The doctor agreed to give me an epidural and let me labor for a little longer to see if I might progress. I lay in bed while Rob and the nurses flipped me back and forth to see if that would help the baby come down. Time passed….nothing. More time…..nothing. It was time to make a decision. The doctor didn’t think it was likely that I would be able to deliver vaginally. So, it was off to the OR.
In no time flat, they upped my epidural, scrubbed and prepped, and slid me onto the operating table. Rob was up by my head providing reassurance and sharing in the excitement that we would soon meet our baby! I felt some jiggling and some pressure, but no pain. When the doctor cut open my uterus, the baby was face up and looking right at her. When she pulled the baby out Rob peeked over the curtain to see that we had delivered a beautiful, healthy baby GIRL! Cora Mae was welcomed to the world at 4:29 p.m. on 7/8/09 measuring 19.5 inches and 8 lbs 5 ounces.

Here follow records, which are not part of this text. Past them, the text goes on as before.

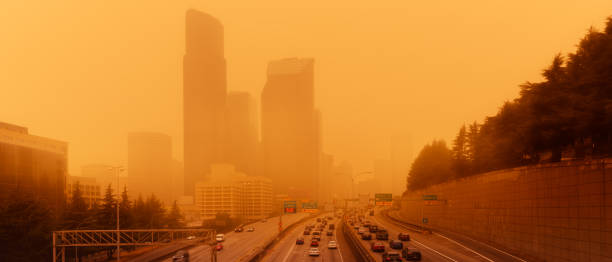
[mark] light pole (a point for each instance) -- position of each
(117, 170)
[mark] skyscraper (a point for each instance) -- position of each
(241, 134)
(204, 92)
(150, 165)
(288, 126)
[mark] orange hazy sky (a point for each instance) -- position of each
(88, 72)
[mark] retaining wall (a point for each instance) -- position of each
(554, 212)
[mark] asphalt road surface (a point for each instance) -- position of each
(287, 250)
(434, 247)
(238, 245)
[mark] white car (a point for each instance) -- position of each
(314, 252)
(220, 237)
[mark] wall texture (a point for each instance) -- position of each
(553, 212)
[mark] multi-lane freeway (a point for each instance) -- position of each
(287, 250)
(239, 246)
(435, 247)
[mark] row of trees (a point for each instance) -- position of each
(569, 114)
(26, 223)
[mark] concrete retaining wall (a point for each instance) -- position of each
(554, 212)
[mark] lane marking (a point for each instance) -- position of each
(425, 246)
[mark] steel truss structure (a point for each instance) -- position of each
(134, 237)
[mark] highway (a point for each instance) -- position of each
(435, 247)
(238, 246)
(287, 250)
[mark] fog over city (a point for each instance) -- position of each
(336, 130)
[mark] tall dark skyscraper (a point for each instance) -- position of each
(204, 93)
(289, 128)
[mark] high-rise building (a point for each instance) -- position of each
(150, 165)
(288, 128)
(204, 93)
(32, 165)
(89, 187)
(242, 134)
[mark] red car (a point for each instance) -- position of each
(378, 247)
(403, 237)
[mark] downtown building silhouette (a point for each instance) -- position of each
(204, 96)
(290, 128)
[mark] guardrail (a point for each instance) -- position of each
(359, 250)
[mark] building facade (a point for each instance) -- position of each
(233, 193)
(32, 165)
(204, 94)
(150, 165)
(289, 128)
(89, 187)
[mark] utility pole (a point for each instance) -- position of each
(118, 169)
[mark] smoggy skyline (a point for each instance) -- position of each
(89, 73)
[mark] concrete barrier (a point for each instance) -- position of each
(553, 212)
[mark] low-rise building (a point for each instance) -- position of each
(89, 187)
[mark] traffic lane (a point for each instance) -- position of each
(280, 251)
(429, 244)
(240, 244)
(301, 252)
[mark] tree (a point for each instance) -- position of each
(432, 166)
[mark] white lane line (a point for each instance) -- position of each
(425, 246)
(515, 257)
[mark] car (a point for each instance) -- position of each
(411, 254)
(403, 236)
(366, 236)
(392, 256)
(377, 247)
(299, 241)
(396, 244)
(314, 252)
(181, 256)
(220, 237)
(382, 234)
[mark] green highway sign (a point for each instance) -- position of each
(430, 197)
(383, 199)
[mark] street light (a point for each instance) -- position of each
(117, 170)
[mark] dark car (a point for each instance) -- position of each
(411, 254)
(382, 234)
(392, 256)
(378, 247)
(403, 237)
(181, 256)
(366, 236)
(396, 244)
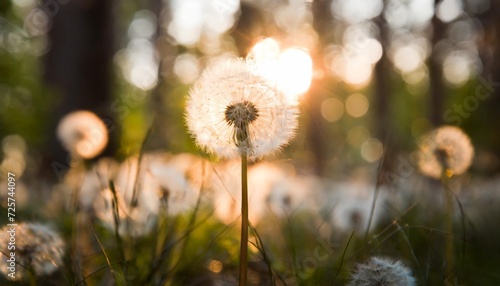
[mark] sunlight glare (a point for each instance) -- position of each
(291, 69)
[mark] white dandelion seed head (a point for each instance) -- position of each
(380, 271)
(38, 248)
(446, 149)
(83, 134)
(132, 221)
(350, 205)
(233, 110)
(88, 185)
(294, 193)
(160, 182)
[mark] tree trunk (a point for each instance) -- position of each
(78, 66)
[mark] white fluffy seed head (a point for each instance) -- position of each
(37, 247)
(445, 150)
(382, 272)
(233, 110)
(83, 134)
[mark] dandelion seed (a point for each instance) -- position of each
(162, 183)
(446, 149)
(38, 248)
(233, 110)
(382, 272)
(88, 184)
(83, 134)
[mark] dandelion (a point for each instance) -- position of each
(159, 182)
(38, 249)
(87, 185)
(445, 150)
(83, 134)
(233, 110)
(382, 272)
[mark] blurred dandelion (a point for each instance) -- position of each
(83, 134)
(382, 272)
(160, 182)
(445, 150)
(86, 186)
(38, 248)
(233, 110)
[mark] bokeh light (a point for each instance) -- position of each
(291, 68)
(356, 105)
(332, 109)
(372, 150)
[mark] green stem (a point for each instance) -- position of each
(450, 253)
(244, 221)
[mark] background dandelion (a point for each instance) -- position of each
(382, 271)
(446, 149)
(83, 134)
(38, 249)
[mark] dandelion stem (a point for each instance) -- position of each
(449, 247)
(244, 220)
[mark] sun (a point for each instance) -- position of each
(291, 68)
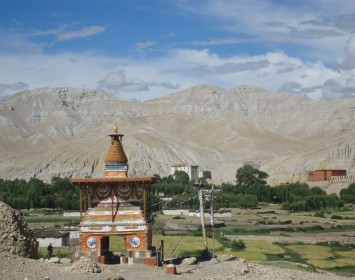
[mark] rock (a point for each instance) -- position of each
(54, 260)
(171, 269)
(189, 261)
(224, 258)
(86, 265)
(17, 237)
(66, 260)
(244, 270)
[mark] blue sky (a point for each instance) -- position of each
(140, 50)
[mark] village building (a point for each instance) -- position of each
(116, 205)
(205, 174)
(191, 170)
(325, 174)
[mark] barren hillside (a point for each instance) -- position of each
(50, 132)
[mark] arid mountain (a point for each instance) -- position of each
(63, 132)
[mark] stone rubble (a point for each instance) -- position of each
(15, 235)
(86, 265)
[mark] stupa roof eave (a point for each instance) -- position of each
(113, 180)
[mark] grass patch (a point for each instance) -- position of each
(291, 266)
(51, 220)
(174, 246)
(258, 250)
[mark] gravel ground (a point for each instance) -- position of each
(15, 267)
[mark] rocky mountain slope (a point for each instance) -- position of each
(63, 132)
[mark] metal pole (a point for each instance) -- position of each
(212, 222)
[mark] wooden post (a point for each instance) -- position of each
(89, 202)
(145, 203)
(80, 204)
(112, 202)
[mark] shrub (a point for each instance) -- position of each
(238, 245)
(178, 217)
(319, 214)
(336, 217)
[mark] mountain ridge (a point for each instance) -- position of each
(50, 132)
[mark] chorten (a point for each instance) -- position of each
(116, 163)
(113, 207)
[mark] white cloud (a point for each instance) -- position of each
(142, 79)
(7, 89)
(144, 45)
(64, 33)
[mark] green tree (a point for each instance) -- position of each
(249, 175)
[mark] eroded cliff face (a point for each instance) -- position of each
(63, 132)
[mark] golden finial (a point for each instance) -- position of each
(115, 130)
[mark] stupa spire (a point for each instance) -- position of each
(116, 163)
(115, 130)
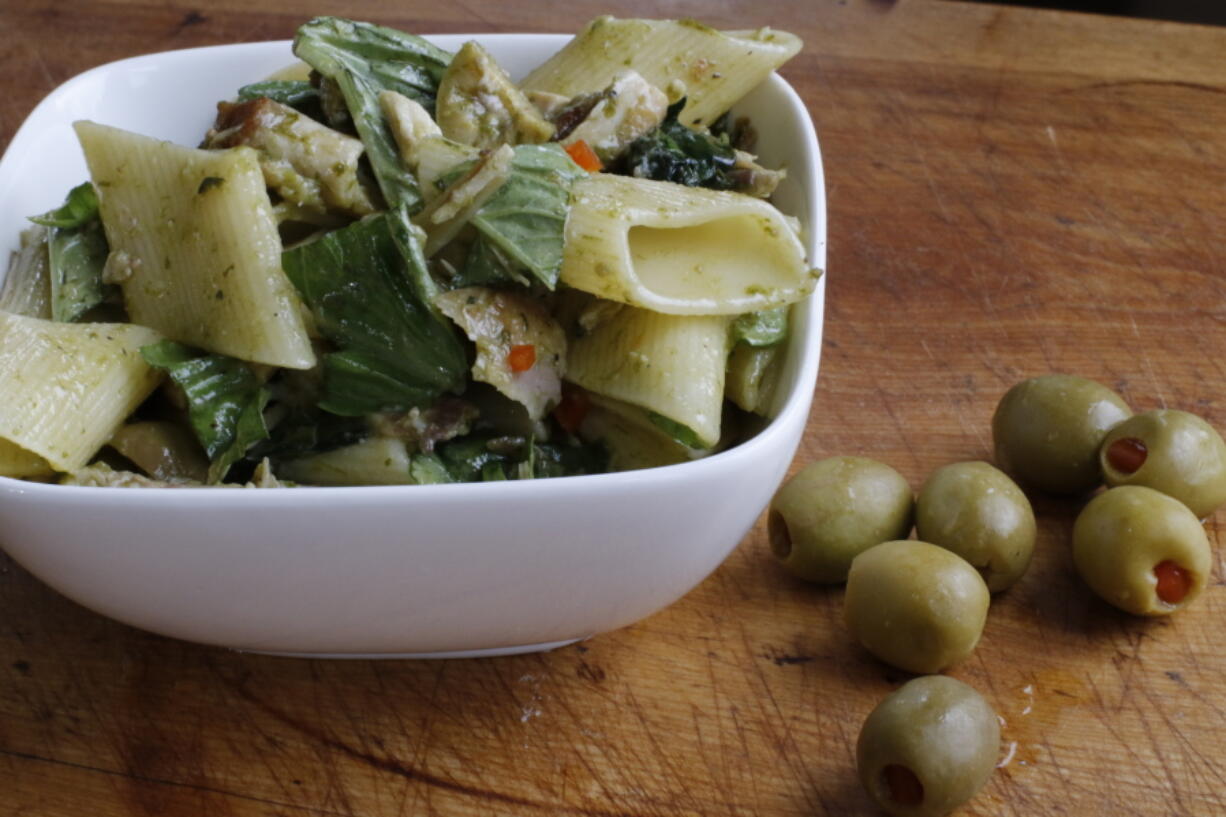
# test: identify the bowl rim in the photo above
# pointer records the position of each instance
(791, 414)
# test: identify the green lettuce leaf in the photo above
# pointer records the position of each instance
(764, 328)
(226, 401)
(392, 351)
(673, 152)
(487, 458)
(679, 432)
(77, 210)
(364, 59)
(522, 225)
(294, 93)
(77, 252)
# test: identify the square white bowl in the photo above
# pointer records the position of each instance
(422, 571)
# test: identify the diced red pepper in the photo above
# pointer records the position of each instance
(521, 358)
(585, 156)
(573, 407)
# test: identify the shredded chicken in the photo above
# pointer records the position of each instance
(499, 323)
(445, 420)
(448, 214)
(754, 179)
(308, 164)
(629, 108)
(479, 106)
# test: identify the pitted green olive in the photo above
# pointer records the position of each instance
(1047, 432)
(981, 514)
(927, 747)
(915, 605)
(1142, 551)
(833, 510)
(1172, 452)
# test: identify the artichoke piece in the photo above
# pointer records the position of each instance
(479, 106)
(305, 162)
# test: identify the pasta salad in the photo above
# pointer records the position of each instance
(391, 264)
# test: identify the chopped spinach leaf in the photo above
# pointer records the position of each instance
(764, 328)
(483, 458)
(392, 351)
(364, 59)
(522, 226)
(77, 254)
(309, 431)
(677, 153)
(683, 434)
(299, 95)
(77, 210)
(226, 401)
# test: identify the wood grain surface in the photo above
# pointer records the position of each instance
(1010, 193)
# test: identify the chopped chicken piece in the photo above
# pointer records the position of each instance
(445, 420)
(479, 106)
(448, 214)
(307, 163)
(410, 124)
(754, 179)
(547, 103)
(629, 108)
(521, 350)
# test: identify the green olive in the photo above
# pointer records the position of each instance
(928, 747)
(977, 512)
(915, 605)
(1048, 429)
(833, 510)
(1142, 551)
(1172, 452)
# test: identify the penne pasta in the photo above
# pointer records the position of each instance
(712, 69)
(69, 387)
(668, 364)
(681, 250)
(194, 245)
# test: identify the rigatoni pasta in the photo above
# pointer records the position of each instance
(69, 387)
(681, 250)
(712, 69)
(195, 247)
(671, 366)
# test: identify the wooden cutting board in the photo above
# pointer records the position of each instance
(1010, 193)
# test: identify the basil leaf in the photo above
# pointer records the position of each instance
(392, 351)
(77, 254)
(484, 458)
(79, 209)
(364, 59)
(224, 401)
(526, 218)
(764, 328)
(683, 434)
(296, 93)
(677, 153)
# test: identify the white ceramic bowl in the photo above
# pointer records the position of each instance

These were our first moments together as a family and I will never forget the warmth radiating from her little body onto my face. Incredible!
While they put me back together, Rob and the nurses were tending to Cora. She scored a 9 on the APGAR, and had ten little fingers and ten little toes (although there was some doubt about the toes initially). After they stamped her foot, from across the room I heard something about “four toes” and I was all what (see below)? And then they were like, just kidding. One was just hiding.
They wheeled me back to a recovery room while Cora got her first bath and was checked over by the pediatrician. Then, they brought her to me, and THERE ARE NO WORDS TO DESCRIBE FINALLY GETTING TO HOLD HER. I will never forget how warm, soft and delicate she felt, and I was so happy to have my family surrounding us with their love. That tiny, pink face peering out from blankets and a sweet knit hat was enough to completely melt me.
It wasn’t until late that night, or I guess early the next morning (all of that starts to run together really quickly) that everything truly hit me. It was around 2 a.m., the room was quiet, dimly lit, and I was feeding Cora. Rob was sleeping softly at our side. I was a Mom, Rob was a Dad, and we had a precious baby girl. We were a family. She was so beautiful with her little wrinkly fingers and toes and she was ours.